Top2α facilitates assembly of Pol I PICs
To investigate the involvement of Top2α in de novo PIC formation, we sought a system in which de novo functional PIC formation was required for Pol I transcription at the majority of rDNA promoters. Pol I transcription can be downregulated by serum starvation of cells and activated by serum refeeding43,44. Starved U2OS cells exhibit decreased levels of Pol I transcription (Fig. 5a), accompanied by reduction of SL1 and Pol I from the rDNA promoter (Fig. 5b) and the disappearance of Top2α from the rDNA promoter (as determined by ChIP) (Fig. 5b) and the nucleolus (as determined by indirect immunofluorescence; Supplementary Fig. S5). Activation of Pol I transcription occurs in starved H1299, U2OS and HTETOP cells following serum refeeding (Fig. 6a–c, respectively). This activation correlates with an increase in SL1, UBF and Pol I promoter occupancies and the reappearance of Top2α at the rDNA promoter (Fig. 6d), as well as increased Top2α expression and co-localisation of Top2α with Pol I in the nucleolus (Fig. 6f and Supplementary Fig. S5b). Therefore, de novo functional PIC formation appears to be required for transcription at the majority of rDNA promoters re-activated in serum-refed cells. There are several hundred copies of the rRNA genes per cell, but only about half are active in cycling cells and sensitive to psoralen cross-linking, and these are in an open chromatin configuration. Despite the changes in Pol I transcription caused by starvation or growth-stimulation of cells, the proportion of rRNA genes in an open chromatin configuration remains constant43,45. This suggests that the rRNA genes requiring de novo PIC formation for activation upon serum refeeding are likely to be from the pool of genes sensitive to psoralen cross-linking. We exploited this system to investigate the requirement for Top2α in de novo PIC formation in Pol I transcription.

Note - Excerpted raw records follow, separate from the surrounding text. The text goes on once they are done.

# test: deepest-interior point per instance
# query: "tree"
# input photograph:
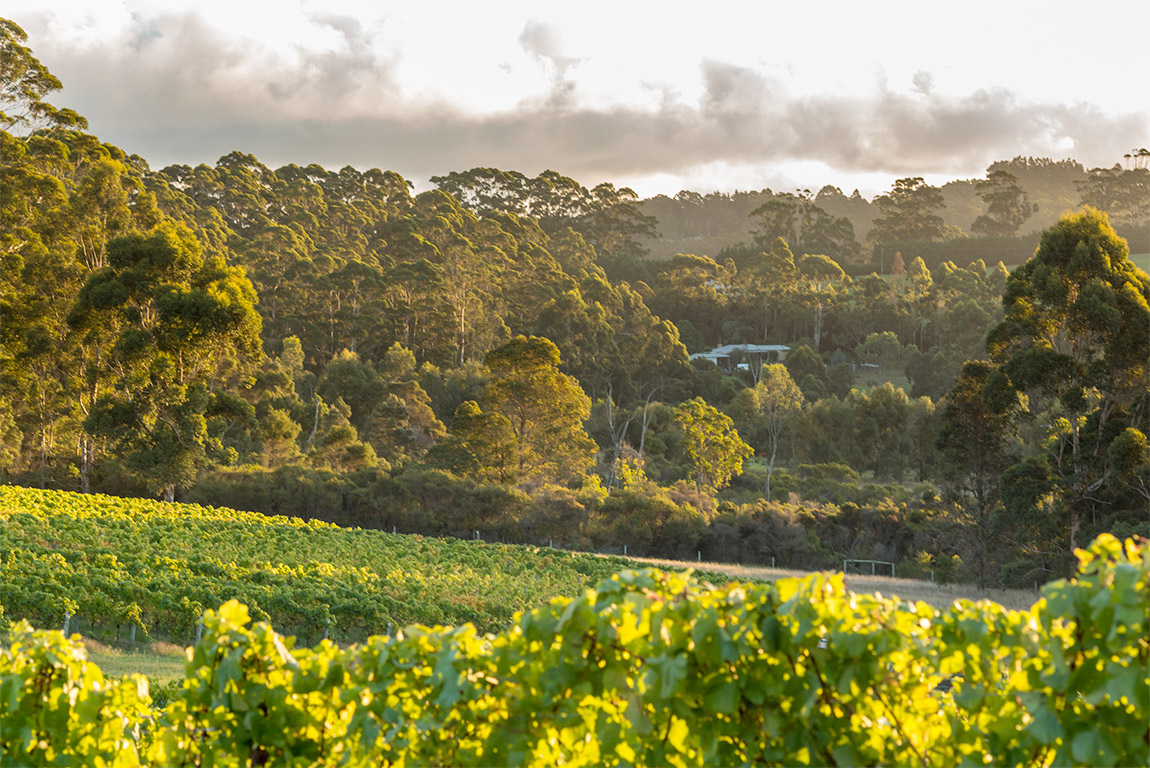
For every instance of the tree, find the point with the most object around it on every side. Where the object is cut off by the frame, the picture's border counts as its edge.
(712, 444)
(976, 424)
(1075, 340)
(907, 213)
(544, 407)
(768, 409)
(175, 322)
(1007, 206)
(819, 271)
(805, 225)
(1122, 193)
(24, 82)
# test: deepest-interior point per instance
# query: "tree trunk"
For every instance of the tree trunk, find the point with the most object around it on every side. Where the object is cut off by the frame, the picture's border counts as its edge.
(85, 463)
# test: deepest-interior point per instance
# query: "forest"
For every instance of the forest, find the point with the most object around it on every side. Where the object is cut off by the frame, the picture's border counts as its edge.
(963, 391)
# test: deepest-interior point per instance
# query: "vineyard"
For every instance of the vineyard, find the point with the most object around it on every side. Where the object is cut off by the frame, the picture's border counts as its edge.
(116, 563)
(650, 668)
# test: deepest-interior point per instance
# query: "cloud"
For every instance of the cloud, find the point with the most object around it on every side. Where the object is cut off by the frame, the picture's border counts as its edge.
(174, 89)
(542, 41)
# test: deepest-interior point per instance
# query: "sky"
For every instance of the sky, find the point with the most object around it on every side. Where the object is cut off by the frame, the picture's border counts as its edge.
(659, 97)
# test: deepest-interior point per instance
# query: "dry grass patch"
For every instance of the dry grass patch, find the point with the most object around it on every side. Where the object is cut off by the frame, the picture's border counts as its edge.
(160, 661)
(940, 596)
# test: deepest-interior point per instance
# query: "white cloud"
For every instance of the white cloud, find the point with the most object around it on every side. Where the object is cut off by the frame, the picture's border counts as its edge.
(652, 96)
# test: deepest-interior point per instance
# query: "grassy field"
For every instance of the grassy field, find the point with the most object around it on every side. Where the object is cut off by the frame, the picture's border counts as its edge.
(159, 661)
(940, 596)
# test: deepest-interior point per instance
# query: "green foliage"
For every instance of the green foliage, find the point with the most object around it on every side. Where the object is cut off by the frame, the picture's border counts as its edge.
(652, 668)
(1007, 206)
(120, 562)
(1074, 344)
(544, 408)
(907, 213)
(712, 444)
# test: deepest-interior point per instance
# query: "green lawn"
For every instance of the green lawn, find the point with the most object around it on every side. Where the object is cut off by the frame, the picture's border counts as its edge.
(160, 662)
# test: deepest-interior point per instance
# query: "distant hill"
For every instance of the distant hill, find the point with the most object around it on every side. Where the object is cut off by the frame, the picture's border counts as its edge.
(704, 224)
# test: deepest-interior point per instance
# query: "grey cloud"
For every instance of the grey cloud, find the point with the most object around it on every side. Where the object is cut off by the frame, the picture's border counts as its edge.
(543, 43)
(186, 97)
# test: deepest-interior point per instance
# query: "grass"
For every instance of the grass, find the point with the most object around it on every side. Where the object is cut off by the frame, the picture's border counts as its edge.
(159, 661)
(940, 596)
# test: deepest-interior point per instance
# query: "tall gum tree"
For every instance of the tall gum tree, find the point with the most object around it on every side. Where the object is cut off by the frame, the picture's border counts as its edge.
(171, 321)
(545, 408)
(1074, 342)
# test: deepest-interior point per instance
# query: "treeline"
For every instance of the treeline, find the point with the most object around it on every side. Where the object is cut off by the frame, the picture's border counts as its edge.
(995, 219)
(498, 355)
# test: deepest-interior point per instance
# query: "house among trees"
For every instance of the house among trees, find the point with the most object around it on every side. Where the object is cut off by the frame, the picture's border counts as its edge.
(730, 356)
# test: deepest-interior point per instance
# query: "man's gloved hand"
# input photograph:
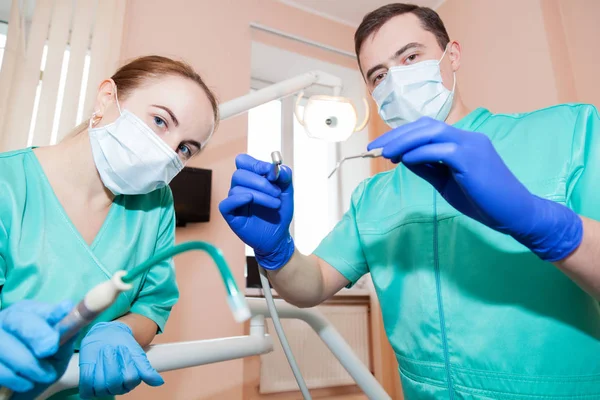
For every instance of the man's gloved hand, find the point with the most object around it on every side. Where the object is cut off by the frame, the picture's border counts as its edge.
(30, 357)
(111, 362)
(467, 171)
(259, 210)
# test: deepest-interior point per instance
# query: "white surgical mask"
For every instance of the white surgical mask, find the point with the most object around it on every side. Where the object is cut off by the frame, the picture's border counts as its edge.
(410, 92)
(130, 157)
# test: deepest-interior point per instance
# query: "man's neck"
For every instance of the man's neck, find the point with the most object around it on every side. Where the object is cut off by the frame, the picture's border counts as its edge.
(458, 111)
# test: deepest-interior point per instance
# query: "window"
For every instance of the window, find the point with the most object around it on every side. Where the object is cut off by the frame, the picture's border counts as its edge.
(60, 94)
(314, 215)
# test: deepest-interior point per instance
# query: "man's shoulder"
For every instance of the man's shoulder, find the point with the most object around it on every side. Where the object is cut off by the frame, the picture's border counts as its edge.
(560, 114)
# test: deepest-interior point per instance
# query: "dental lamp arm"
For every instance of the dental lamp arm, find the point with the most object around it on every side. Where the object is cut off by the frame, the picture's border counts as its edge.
(277, 91)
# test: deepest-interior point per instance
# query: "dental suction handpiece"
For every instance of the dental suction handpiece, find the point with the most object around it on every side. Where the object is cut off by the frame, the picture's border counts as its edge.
(95, 302)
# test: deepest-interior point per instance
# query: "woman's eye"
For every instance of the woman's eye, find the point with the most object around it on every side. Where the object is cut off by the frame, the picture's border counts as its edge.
(161, 123)
(411, 58)
(185, 151)
(379, 78)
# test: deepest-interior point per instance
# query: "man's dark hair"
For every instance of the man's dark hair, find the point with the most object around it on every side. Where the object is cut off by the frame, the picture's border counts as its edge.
(372, 22)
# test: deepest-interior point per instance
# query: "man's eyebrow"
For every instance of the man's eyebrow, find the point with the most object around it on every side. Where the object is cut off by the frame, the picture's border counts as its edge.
(398, 53)
(168, 110)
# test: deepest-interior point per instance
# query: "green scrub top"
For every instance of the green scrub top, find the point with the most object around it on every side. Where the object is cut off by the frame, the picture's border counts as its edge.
(470, 312)
(43, 256)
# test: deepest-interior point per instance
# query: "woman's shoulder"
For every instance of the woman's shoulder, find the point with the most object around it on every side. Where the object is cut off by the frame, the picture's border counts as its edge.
(14, 165)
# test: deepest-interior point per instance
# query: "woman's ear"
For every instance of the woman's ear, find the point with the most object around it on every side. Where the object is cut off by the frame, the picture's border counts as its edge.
(454, 53)
(106, 95)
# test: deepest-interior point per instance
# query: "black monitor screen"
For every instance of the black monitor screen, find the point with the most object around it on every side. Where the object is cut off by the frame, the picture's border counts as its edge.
(191, 194)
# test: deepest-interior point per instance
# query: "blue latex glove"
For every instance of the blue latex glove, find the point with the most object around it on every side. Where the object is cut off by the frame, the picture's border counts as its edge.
(30, 357)
(467, 171)
(111, 362)
(259, 209)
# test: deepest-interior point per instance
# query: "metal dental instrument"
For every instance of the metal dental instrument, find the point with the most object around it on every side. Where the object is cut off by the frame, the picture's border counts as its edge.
(277, 161)
(367, 154)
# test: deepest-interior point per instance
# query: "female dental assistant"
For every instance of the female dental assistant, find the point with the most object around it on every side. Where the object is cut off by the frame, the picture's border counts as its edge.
(98, 202)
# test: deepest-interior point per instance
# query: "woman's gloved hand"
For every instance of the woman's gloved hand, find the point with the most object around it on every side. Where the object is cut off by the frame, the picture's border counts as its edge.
(467, 171)
(111, 362)
(259, 209)
(30, 357)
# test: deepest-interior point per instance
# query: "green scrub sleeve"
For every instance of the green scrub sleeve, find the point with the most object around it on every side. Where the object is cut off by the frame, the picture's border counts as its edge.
(3, 246)
(583, 184)
(159, 291)
(342, 248)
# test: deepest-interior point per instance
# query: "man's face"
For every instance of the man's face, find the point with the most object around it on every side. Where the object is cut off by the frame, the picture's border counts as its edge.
(403, 41)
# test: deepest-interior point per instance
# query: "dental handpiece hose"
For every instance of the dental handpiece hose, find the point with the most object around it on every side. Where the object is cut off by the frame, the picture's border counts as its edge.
(273, 175)
(103, 295)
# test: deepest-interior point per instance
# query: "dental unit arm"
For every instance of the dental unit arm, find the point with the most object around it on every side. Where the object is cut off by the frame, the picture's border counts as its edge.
(103, 295)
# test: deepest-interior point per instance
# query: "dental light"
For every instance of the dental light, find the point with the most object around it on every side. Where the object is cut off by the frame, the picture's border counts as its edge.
(330, 118)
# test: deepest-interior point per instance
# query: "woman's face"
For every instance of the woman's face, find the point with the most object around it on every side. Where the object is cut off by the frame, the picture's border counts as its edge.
(176, 108)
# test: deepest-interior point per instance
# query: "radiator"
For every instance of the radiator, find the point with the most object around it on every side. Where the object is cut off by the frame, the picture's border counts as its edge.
(318, 366)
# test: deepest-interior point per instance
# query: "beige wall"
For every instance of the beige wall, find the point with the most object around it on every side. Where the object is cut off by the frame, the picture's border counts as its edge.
(214, 36)
(519, 55)
(580, 19)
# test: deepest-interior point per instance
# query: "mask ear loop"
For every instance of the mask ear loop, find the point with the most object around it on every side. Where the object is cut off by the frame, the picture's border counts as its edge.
(117, 100)
(444, 55)
(93, 120)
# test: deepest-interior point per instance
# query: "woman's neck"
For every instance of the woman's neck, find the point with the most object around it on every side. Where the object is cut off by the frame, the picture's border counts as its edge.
(73, 161)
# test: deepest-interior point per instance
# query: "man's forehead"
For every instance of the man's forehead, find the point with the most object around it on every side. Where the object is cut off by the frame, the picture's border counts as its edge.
(393, 35)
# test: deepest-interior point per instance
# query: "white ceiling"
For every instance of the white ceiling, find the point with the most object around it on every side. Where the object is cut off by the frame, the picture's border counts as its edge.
(349, 12)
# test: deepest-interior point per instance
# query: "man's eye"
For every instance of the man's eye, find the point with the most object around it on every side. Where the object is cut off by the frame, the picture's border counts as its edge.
(379, 77)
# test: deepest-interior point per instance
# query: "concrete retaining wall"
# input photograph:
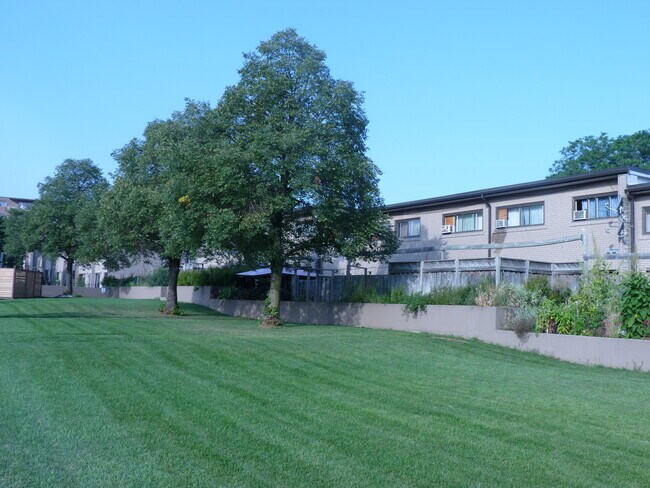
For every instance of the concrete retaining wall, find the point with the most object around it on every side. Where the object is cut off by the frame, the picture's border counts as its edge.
(483, 323)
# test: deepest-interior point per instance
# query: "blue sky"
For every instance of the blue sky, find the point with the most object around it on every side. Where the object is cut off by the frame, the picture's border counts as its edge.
(460, 95)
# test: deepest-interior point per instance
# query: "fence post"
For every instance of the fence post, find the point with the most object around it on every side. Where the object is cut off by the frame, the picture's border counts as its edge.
(527, 270)
(553, 268)
(497, 270)
(308, 287)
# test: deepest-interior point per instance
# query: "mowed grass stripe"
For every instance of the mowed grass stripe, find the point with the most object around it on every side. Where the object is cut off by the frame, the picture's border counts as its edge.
(121, 396)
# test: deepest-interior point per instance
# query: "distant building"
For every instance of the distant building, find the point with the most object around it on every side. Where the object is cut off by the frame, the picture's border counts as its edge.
(10, 202)
(610, 207)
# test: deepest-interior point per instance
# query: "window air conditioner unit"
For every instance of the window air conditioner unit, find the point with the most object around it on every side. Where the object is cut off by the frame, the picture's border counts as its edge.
(579, 215)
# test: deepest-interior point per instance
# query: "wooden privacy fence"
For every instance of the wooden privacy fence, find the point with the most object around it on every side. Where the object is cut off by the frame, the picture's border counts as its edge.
(426, 276)
(20, 283)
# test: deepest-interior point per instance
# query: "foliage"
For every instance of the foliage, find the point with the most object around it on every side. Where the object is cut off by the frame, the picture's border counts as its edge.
(414, 302)
(635, 305)
(18, 237)
(175, 310)
(593, 153)
(214, 276)
(158, 277)
(114, 281)
(522, 322)
(555, 318)
(589, 311)
(148, 211)
(80, 281)
(540, 287)
(287, 169)
(489, 294)
(270, 315)
(62, 222)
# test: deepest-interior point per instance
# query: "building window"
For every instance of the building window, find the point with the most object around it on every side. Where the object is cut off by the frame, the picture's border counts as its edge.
(601, 207)
(523, 215)
(464, 222)
(408, 228)
(646, 220)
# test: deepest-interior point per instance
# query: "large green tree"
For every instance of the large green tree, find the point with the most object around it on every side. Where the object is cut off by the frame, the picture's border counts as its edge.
(147, 211)
(62, 221)
(287, 165)
(594, 153)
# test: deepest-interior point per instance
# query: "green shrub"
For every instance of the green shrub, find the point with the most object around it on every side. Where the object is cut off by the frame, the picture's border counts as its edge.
(448, 295)
(503, 295)
(540, 286)
(159, 277)
(209, 277)
(591, 310)
(555, 318)
(114, 281)
(635, 305)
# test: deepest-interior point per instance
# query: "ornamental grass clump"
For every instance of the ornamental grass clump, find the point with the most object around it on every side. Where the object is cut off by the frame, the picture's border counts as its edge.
(635, 306)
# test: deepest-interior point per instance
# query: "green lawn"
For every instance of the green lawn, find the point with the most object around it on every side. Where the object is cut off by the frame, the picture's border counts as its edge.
(110, 393)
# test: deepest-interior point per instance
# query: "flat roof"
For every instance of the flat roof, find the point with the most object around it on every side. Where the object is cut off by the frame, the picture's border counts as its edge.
(512, 190)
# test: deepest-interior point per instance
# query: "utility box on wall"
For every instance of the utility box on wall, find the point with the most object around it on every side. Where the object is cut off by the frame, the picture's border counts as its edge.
(20, 283)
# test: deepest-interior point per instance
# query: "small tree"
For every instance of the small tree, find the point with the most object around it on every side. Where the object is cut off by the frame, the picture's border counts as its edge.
(147, 211)
(594, 153)
(62, 221)
(288, 171)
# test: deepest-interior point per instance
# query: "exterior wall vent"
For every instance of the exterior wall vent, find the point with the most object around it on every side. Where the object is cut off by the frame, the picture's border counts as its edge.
(447, 229)
(579, 215)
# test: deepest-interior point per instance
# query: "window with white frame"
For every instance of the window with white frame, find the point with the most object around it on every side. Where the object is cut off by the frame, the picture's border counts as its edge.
(465, 222)
(600, 207)
(522, 215)
(408, 228)
(646, 220)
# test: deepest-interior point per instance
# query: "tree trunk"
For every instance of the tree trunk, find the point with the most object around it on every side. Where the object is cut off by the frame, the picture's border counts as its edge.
(272, 309)
(172, 285)
(68, 269)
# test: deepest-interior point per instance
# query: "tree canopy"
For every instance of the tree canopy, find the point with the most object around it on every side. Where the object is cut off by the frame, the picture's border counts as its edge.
(146, 212)
(594, 153)
(286, 165)
(62, 222)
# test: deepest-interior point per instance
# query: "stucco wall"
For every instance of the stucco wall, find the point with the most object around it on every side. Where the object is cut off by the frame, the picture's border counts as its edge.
(481, 323)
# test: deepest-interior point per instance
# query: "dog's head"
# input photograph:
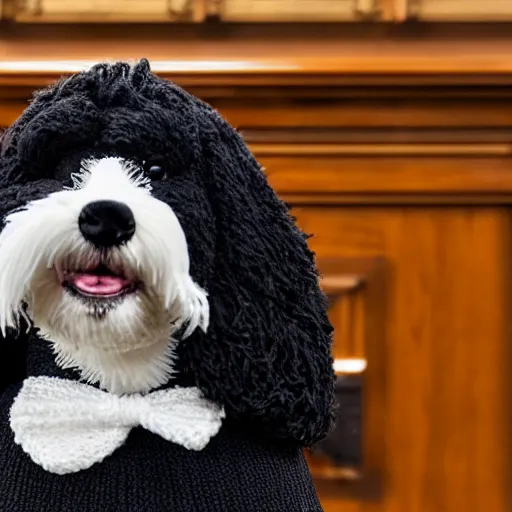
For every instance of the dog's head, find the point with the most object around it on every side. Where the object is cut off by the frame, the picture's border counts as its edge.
(140, 236)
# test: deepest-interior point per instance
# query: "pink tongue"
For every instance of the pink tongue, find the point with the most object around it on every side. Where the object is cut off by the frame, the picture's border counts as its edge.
(99, 285)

There was a marked (~twofold) reduction in activation of Pol I transcription in starved H1299 and U2OS cells treated with Top2 inhibitors etoposide and merbarone, respectively, then resupplied with serum, as determined by S1 nuclease protection of the first 40 nucleotides of the pre-rRNA (Fig. 6a) and by 3H-uridine pulse-chase labelling (Supplementary Fig. S6a,b). Top2 inhibitor ICRF-193 similarly reduced activation of Pol I transcription in U2OS cells (Supplementary Fig. S6d,e). These data suggested a defect in the early stages of transcription. There was a corresponding reduced occupancy of SL1, UBF and Pol I, with little Top2α detectable, at the rDNA promoter in the H1299 cells (Fig. 6d), suggesting that, inhibition of Top2 activity reduces the efficiency of PIC formation and, thereby, the efficiency of Pol I transcription activation. This defect in activation is likely to be independent of DNA-damage signalling through p53 and ATM as it occurred in p53-null cells (H1299) (Fig. 6a) and could not be rescued by incubation of cells with caffeine (an inhibitor of ATM/ATR [ataxia telangiectasia and Rad3-related] signalling) (Fig. 6g).
HTETOP cells depleted of Top2α protein, serum-starved, then resupplied with serum, also showed reduced activation of Pol I transcription and a corresponding reduced promoter occupancy of SL1, UBF and Pol I (Fig. 6c and Supplementary Fig. S6c), complementing the results obtained by pharmacological inhibition of Top2.
Taken together, these results suggest that Top2 activity, specifically that of the α-isoform of Top2, facilitates the efficient de novo assembly of PICs in Pol I transcription.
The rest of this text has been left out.